Economists have studied the behavior of sellers and buyers in the market to arrive at the law of supply. The law of supply states the direct relationship between the price of a commodity and the quantity supplied, assuming other factors remain constant. The purpose of this article is to explore the assumptions, reasons, and exceptions to the law of supply.
Assumptions of the Law of Supply
The law of supply is based on the following assumptions:
- Price of other goods remain constant.
- There is no change in technology.
- Prices of production factors remain the same.
- Taxation policy remains unchanged.
- The goals of the producer remain the same.
Important Points about the Law of Supply
- The law of supply states a positive relationship between price and quantity supplied, with other factors remaining constant.
- The law of supply is a qualitative statement, indicating the direction of change in quantity supplied but not the magnitude of change.
- It does not establish any proportional relationship between the change in price and the resulting change in quantity supplied.
- The law is one-sided, as it only explains the effect of change in price on supply and not the effect of change in supply on price.
Reasons for the Law of Supply
The main reasons for the operation of the law of supply are:
- Profit Motive: The primary goal of producers is to secure maximum profits. With a rise in the price of a commodity, profits increase, and producers increase the supply of the commodity by increasing production. On the other hand, with a fall in price, supply decreases as the profit margin decreases.

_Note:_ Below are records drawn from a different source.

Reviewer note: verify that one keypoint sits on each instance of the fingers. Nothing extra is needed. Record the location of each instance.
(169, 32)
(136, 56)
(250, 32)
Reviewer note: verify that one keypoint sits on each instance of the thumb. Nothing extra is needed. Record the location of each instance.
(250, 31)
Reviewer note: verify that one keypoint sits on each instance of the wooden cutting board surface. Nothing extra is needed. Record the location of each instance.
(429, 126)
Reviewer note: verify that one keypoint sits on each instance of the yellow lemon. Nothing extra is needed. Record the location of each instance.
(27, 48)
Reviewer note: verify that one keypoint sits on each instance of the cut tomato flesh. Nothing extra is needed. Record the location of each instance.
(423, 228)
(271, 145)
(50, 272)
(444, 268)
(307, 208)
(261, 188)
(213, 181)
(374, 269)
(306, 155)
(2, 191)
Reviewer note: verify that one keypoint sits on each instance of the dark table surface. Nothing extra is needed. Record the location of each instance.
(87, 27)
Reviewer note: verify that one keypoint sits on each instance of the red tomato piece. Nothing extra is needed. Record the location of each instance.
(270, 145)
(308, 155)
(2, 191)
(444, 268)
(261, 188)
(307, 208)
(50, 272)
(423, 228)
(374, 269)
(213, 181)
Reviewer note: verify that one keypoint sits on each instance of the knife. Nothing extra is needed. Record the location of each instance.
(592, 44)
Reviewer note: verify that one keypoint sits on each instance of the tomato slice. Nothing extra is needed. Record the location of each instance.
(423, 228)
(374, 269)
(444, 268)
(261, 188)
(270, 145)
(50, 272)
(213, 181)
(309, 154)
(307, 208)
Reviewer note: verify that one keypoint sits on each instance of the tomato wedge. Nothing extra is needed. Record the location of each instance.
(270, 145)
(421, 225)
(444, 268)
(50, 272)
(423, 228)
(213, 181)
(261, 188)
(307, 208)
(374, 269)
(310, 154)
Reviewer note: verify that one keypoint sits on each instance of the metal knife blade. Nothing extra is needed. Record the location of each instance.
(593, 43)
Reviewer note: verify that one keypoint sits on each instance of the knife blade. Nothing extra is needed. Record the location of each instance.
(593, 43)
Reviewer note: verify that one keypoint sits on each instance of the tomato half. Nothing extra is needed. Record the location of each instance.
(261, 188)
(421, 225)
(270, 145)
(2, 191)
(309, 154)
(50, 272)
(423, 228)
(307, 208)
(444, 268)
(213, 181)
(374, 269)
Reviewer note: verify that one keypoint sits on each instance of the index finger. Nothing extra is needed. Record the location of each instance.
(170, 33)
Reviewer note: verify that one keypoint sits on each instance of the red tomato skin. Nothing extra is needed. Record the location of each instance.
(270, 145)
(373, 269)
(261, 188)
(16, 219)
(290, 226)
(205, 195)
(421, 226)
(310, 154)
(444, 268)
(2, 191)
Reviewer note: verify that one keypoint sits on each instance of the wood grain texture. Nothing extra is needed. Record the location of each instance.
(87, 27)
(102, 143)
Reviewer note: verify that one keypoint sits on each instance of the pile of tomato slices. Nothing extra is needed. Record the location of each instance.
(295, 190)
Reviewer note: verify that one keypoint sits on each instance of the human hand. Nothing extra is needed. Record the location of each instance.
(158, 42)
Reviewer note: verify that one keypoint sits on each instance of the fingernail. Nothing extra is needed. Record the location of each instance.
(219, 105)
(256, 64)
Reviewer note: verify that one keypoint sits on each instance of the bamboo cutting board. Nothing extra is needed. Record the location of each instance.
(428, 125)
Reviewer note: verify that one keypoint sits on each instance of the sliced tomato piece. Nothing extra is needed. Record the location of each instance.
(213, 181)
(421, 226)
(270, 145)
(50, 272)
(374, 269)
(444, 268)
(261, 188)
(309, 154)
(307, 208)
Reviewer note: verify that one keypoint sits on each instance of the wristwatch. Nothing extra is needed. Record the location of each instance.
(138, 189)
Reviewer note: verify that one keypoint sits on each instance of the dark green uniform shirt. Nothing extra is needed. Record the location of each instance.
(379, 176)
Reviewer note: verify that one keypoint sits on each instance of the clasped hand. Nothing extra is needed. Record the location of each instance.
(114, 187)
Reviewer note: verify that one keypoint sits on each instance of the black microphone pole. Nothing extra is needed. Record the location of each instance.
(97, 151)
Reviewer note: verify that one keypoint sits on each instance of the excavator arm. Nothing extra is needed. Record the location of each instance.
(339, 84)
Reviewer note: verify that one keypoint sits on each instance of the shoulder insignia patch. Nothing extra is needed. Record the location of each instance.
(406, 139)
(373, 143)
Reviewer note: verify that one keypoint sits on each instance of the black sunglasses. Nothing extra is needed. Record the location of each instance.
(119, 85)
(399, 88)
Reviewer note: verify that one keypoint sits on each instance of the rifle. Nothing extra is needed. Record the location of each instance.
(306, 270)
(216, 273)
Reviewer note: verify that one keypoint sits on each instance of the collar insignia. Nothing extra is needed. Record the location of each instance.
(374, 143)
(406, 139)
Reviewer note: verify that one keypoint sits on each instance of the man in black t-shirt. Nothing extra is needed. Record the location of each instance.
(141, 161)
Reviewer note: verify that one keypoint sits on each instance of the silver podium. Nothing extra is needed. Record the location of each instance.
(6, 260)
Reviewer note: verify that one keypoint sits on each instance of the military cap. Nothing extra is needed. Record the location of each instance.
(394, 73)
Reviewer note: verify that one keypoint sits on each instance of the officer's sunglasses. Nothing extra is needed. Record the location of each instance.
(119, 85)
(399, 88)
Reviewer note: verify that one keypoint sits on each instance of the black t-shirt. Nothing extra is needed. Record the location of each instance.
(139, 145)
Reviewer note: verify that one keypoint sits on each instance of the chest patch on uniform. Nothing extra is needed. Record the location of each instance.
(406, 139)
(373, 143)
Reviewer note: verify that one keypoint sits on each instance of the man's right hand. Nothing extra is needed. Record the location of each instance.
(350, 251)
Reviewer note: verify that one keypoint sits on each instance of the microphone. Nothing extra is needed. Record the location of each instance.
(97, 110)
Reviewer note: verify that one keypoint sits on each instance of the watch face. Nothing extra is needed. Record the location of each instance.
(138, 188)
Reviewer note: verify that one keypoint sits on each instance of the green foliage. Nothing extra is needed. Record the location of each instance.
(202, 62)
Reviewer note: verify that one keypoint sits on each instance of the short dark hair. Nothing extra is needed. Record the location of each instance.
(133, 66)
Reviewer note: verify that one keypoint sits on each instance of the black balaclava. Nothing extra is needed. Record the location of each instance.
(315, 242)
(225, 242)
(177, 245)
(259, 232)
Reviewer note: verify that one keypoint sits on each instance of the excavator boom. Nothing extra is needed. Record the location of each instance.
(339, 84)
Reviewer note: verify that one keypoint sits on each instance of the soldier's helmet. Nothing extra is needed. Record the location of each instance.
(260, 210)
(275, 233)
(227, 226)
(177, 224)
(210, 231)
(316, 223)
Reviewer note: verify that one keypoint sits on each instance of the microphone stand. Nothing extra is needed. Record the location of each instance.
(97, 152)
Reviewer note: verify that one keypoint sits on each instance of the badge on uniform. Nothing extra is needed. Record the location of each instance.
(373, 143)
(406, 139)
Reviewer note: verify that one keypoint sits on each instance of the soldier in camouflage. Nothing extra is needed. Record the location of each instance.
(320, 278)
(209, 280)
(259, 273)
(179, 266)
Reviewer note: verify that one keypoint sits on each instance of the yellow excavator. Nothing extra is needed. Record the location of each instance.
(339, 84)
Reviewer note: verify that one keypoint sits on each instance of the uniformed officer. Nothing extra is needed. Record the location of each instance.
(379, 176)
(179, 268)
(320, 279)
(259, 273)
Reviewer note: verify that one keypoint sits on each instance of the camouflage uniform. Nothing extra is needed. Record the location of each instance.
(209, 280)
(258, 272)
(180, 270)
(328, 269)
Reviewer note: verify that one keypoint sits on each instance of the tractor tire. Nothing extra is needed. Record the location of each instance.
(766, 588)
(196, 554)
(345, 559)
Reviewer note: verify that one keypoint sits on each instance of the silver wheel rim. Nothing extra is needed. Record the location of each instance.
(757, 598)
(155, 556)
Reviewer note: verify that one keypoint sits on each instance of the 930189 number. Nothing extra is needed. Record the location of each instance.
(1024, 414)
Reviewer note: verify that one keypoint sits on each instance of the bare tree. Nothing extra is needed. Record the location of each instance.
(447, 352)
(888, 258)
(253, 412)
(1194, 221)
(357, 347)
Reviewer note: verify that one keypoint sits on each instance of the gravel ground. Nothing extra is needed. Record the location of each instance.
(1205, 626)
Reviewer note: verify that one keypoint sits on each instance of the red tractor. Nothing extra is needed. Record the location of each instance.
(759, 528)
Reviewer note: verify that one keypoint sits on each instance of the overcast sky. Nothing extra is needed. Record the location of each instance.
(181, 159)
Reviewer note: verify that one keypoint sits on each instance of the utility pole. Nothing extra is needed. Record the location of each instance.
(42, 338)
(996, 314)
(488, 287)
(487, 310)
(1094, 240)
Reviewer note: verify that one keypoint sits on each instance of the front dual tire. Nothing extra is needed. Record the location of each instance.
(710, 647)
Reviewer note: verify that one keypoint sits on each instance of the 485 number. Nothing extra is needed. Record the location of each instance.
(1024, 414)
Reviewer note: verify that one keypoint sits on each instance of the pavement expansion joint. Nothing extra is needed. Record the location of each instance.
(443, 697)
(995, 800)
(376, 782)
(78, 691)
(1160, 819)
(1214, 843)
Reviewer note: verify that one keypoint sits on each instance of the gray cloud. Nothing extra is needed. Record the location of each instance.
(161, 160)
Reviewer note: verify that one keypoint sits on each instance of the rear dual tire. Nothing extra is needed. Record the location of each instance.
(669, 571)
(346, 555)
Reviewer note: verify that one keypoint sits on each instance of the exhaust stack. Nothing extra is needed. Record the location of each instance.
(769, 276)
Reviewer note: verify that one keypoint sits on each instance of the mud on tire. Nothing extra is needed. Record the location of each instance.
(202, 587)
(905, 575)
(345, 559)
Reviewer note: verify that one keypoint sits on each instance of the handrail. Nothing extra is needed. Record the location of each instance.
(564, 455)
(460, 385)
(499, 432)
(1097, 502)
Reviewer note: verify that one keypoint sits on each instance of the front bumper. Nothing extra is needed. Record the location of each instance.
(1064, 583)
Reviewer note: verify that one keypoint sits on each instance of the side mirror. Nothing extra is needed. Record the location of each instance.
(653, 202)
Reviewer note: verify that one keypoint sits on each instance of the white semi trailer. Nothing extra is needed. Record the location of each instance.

- Change in Number of Firms: A rise in price induces prospective producers to enter the market to earn higher profits. An increase in the number of firms raises the market supply. Conversely, as the price starts falling, some firms that do not expect to earn any profit at a low price either stop production or reduce it, reducing the supply of the commodity.
- Change in Stock: With an increase in the price of a good, sellers are willing to supply more goods from their stock. However, at a lower price, producers do not release a large quantity from their stock, instead, they increase their inventories with the expectation that the price may rise in the near future.
Exceptions to the Law of Supply
Although the supply curve generally slopes upwards, showing that the quantity supplied rises with a rise in price, there are certain exceptions to the law of supply. These exceptions include:
- Future Expectations: If sellers expect a fall in price in the future, the law of supply may not hold true. In this situation, sellers will be willing to sell more even at a lower price. Conversely, if they expect the price to rise in the future, they would reduce the supply of the commodity to sell it later at a high price.
- Agricultural Goods: The law of supply does not apply to agricultural goods as their production depends on climatic conditions. If due to unforeseen changes in weather, production of agricultural products is low, their supply cannot be increased even at higher prices.
- Perishable Goods: In the case of perishable goods, such as vegetables and fruits, sellers will be willing to sell more even if the prices are falling. It is because they cannot hold such goods for long.
- Rare Articles: Rare, artistic, and precious articles are also outside the scope of the law of supply. For example, the supply of rare articles like the painting of Mona Lisa cannot be increased, even if their prices increase.
- Backward Countries: In economically backward countries, production and supply cannot be increased with a rise in price due to a shortage.